Before the demo, the language of the pitch already gives washing away. These are the patterns to listen for, and the question that cuts through each one.

  • “Agentic” on every slide, defined on none - heavy use of the word with no concrete description of what the agent writes or decides4.
  • Human-in-the-loop on every step - not as a safety choice, but because the system cannot act alone. Ask whether the human approves or performs the work.
  • Demos only on the vendor data - a polished demo on a clean sample avoids the mess of your real systems, where washing shows.
  • Read-only integration - the connector pulls data in but never writes back, which means it cannot complete a task9.
  • No answer on memory - vague replies about “context” instead of a clear story about persistent, owned memory13.
  • Per-seat pricing - pricing a “digital worker” per human seat is a tell that it is a tool your people use, not a worker that does a job.
  • “We will integrate that later” - integration is the hard part and the whole point; deferring it defers the only thing that makes an agent real.
  • No audit trail - if the vendor cannot show what the agent did on a task, it cannot be trusted with a task8.
Red FlagWhat It SignalsWhat to Ask
Human on every stepCannot act autonomouslyDoes the human approve or perform the work?
Demo on their dataHides real integrationCan we run this on our systems today?
Read-only connectorNo write accessShow a write action into our stack
Vague on memoryNo persistent memoryWhere does memory live and who owns it?
Per-seat pricingIt is a tool, not a workerDo we pay for seats or for work done?

Common Trap

The most convincing agent-washed demos are the ones on the vendor own data. Everything is clean, the integrations are pre-wired, and the agent looks flawless. The trap is that none of it touches your reality. Insist on a demo using your data and your systems, even a small slice, before you believe any autonomy claim. The mess of a real environment is exactly what a washed product cannot survive.

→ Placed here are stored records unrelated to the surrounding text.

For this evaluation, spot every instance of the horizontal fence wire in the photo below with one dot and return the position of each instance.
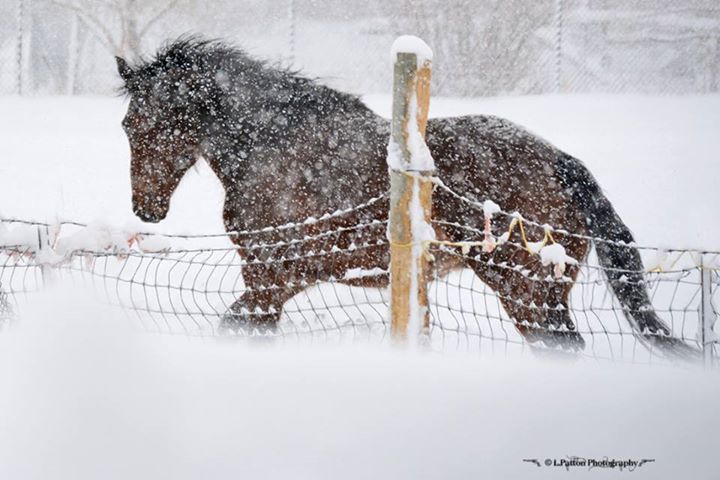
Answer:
(326, 279)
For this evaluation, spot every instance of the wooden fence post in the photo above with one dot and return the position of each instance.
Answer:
(411, 172)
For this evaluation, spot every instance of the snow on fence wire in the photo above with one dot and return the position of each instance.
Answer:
(187, 284)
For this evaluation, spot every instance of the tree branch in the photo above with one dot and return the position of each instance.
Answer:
(94, 25)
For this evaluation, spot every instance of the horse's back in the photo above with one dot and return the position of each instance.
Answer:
(487, 157)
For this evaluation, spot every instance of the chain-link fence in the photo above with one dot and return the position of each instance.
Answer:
(484, 47)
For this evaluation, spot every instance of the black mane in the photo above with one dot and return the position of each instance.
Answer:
(219, 68)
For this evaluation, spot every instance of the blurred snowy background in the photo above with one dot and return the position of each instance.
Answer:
(482, 47)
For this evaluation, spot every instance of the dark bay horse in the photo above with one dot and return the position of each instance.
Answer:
(286, 148)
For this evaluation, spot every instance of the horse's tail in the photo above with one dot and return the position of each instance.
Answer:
(620, 261)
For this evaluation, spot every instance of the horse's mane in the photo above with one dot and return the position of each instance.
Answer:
(205, 57)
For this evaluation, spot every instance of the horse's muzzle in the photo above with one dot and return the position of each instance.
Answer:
(147, 216)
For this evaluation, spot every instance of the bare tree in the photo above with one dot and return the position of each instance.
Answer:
(120, 25)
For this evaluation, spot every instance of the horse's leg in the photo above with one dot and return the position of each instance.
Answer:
(537, 304)
(259, 307)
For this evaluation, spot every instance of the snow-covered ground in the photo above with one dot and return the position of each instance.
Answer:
(82, 398)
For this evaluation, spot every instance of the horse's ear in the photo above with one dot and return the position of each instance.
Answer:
(125, 71)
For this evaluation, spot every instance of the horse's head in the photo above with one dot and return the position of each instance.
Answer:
(162, 128)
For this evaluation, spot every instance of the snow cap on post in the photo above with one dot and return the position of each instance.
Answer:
(411, 44)
(412, 66)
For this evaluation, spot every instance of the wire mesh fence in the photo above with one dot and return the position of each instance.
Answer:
(483, 48)
(195, 285)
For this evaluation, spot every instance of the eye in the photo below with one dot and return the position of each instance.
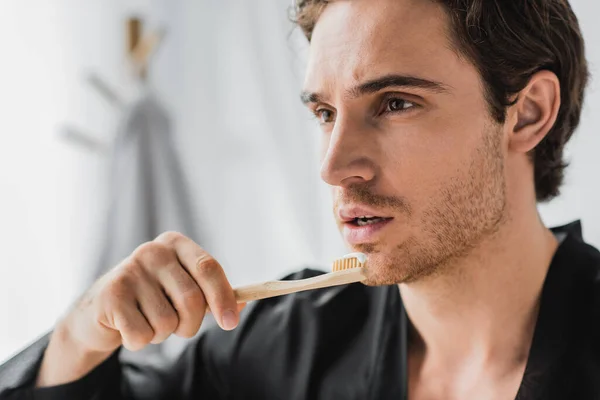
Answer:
(398, 105)
(324, 115)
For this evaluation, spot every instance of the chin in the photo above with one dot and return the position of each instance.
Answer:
(385, 268)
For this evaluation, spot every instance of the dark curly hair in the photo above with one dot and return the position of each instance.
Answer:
(509, 41)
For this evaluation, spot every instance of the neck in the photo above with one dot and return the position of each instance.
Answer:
(483, 309)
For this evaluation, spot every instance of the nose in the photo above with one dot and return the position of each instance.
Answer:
(346, 158)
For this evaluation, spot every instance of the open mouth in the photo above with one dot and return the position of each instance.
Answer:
(367, 220)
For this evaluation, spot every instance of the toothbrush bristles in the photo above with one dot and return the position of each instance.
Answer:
(346, 263)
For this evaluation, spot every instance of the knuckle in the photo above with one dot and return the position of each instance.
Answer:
(193, 300)
(167, 321)
(153, 252)
(141, 337)
(169, 237)
(207, 265)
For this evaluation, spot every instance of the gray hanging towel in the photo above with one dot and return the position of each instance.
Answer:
(148, 194)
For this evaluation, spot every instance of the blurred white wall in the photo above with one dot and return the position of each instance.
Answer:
(230, 72)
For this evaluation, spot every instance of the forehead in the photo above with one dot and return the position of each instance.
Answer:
(355, 40)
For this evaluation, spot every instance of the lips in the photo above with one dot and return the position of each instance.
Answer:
(362, 225)
(348, 214)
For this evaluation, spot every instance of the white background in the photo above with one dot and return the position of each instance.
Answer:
(230, 72)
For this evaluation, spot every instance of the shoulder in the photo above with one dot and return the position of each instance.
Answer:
(282, 338)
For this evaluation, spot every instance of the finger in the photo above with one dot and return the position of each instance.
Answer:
(185, 296)
(241, 306)
(134, 328)
(157, 309)
(209, 275)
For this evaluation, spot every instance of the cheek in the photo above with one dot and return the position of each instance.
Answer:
(426, 157)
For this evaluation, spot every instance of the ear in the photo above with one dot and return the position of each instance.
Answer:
(535, 112)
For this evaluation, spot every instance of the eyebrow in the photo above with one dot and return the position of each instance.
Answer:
(378, 84)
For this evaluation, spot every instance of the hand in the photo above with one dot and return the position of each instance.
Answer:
(162, 288)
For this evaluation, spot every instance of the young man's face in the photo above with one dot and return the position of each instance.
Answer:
(407, 135)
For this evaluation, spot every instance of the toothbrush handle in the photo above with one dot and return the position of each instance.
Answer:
(278, 288)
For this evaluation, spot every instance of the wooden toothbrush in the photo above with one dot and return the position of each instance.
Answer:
(347, 269)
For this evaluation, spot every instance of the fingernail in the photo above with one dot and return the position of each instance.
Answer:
(229, 320)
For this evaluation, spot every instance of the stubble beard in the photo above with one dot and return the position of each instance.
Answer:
(468, 210)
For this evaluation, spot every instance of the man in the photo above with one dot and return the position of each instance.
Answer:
(443, 123)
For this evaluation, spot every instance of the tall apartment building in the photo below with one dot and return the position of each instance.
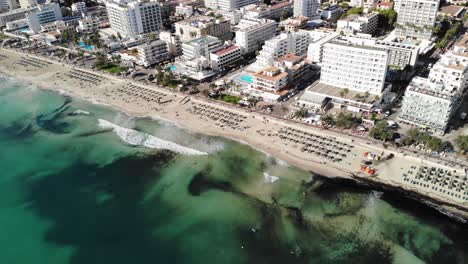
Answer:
(200, 47)
(251, 33)
(366, 24)
(79, 8)
(131, 18)
(230, 5)
(30, 3)
(7, 5)
(45, 13)
(416, 18)
(359, 68)
(432, 102)
(307, 8)
(428, 105)
(15, 14)
(174, 44)
(318, 39)
(274, 11)
(152, 53)
(224, 57)
(276, 47)
(200, 26)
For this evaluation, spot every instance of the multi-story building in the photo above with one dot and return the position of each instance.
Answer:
(356, 67)
(251, 33)
(212, 4)
(307, 8)
(332, 13)
(17, 24)
(45, 13)
(15, 14)
(174, 44)
(200, 47)
(270, 79)
(152, 53)
(318, 39)
(432, 102)
(274, 11)
(79, 8)
(54, 26)
(7, 5)
(222, 58)
(132, 18)
(296, 66)
(200, 26)
(30, 3)
(89, 24)
(184, 10)
(366, 24)
(400, 54)
(294, 24)
(230, 5)
(428, 105)
(292, 42)
(416, 18)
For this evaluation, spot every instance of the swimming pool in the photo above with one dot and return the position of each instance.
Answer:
(246, 78)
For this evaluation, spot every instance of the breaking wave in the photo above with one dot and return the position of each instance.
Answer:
(137, 138)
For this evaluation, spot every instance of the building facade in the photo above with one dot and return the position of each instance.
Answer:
(358, 68)
(307, 8)
(132, 18)
(200, 26)
(366, 24)
(230, 5)
(45, 13)
(220, 59)
(152, 53)
(416, 18)
(174, 44)
(251, 33)
(274, 48)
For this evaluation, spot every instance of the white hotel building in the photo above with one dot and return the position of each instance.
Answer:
(152, 53)
(278, 46)
(231, 5)
(307, 8)
(432, 102)
(416, 18)
(359, 68)
(251, 33)
(132, 18)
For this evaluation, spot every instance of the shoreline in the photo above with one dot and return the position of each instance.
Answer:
(111, 93)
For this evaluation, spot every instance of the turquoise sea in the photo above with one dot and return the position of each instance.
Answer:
(83, 183)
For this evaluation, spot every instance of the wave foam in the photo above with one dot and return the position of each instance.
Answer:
(137, 138)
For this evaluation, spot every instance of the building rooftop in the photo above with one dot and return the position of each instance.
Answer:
(226, 50)
(451, 10)
(334, 92)
(290, 57)
(463, 42)
(275, 77)
(203, 40)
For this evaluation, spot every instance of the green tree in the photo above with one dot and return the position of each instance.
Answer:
(327, 120)
(381, 131)
(301, 113)
(345, 120)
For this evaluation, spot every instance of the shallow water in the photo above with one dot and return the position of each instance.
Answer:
(73, 191)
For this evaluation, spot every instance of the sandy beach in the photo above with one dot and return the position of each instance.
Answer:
(314, 149)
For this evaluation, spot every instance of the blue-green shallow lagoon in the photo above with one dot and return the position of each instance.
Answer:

Two near-identical dark metal components side by side, one marked with an orange ring, representing a real AI employee next to a rebranded chatbot that looks the same

How to Run the Demo So Washing Cannot Hide

A scripted demo is designed to pass. To expose washing, you change the script. Run this five-step gauntlet in the room, and a rebranded chatbot breaks within the first two steps.

  1. Bring your own data - hand the agent a real document, record, or ticket from your business, not the vendor sample. Washing thrives on clean demo data.
  2. Ask it to write, not just read - request one concrete action into a real or staging system: create a record, post an entry, move a ticket. Read-only products stop here9.
  3. Close the session and reopen it - tell the agent something, end the session, come back, and ask it to recall. No memory, no AI employee13.
  4. Correct it once and repeat the task - give feedback, then run the same task and watch whether the correction sticks. A frozen product repeats the mistake.
  5. Ask for the full audit log - request the complete trail of what the agent read, decided, and wrote. If it cannot produce one, it cannot be trusted with production work8.

The Demo Gauntlet Checklist

  • The agent ran on our data, not a vendor sample
  • It completed a write action into a real or staging system
  • It remembered a fact after the session was closed and reopened
  • A correction changed its behaviour on the next run
  • It produced a full audit log of the task
  • A human approved high-impact actions rather than performing them
  • It recovered or escalated when something went wrong
  • The vendor priced the work, not the number of human seats

The Ten-Minute Version

If you only have ten minutes, do two things: ask the agent to write one record into your own system, and close the session then reopen it to test recall. Write access and persistent memory are the two capabilities agent washing cannot fake. A product that clears both is worth a deeper look; one that fails either is a chatbot with a costume.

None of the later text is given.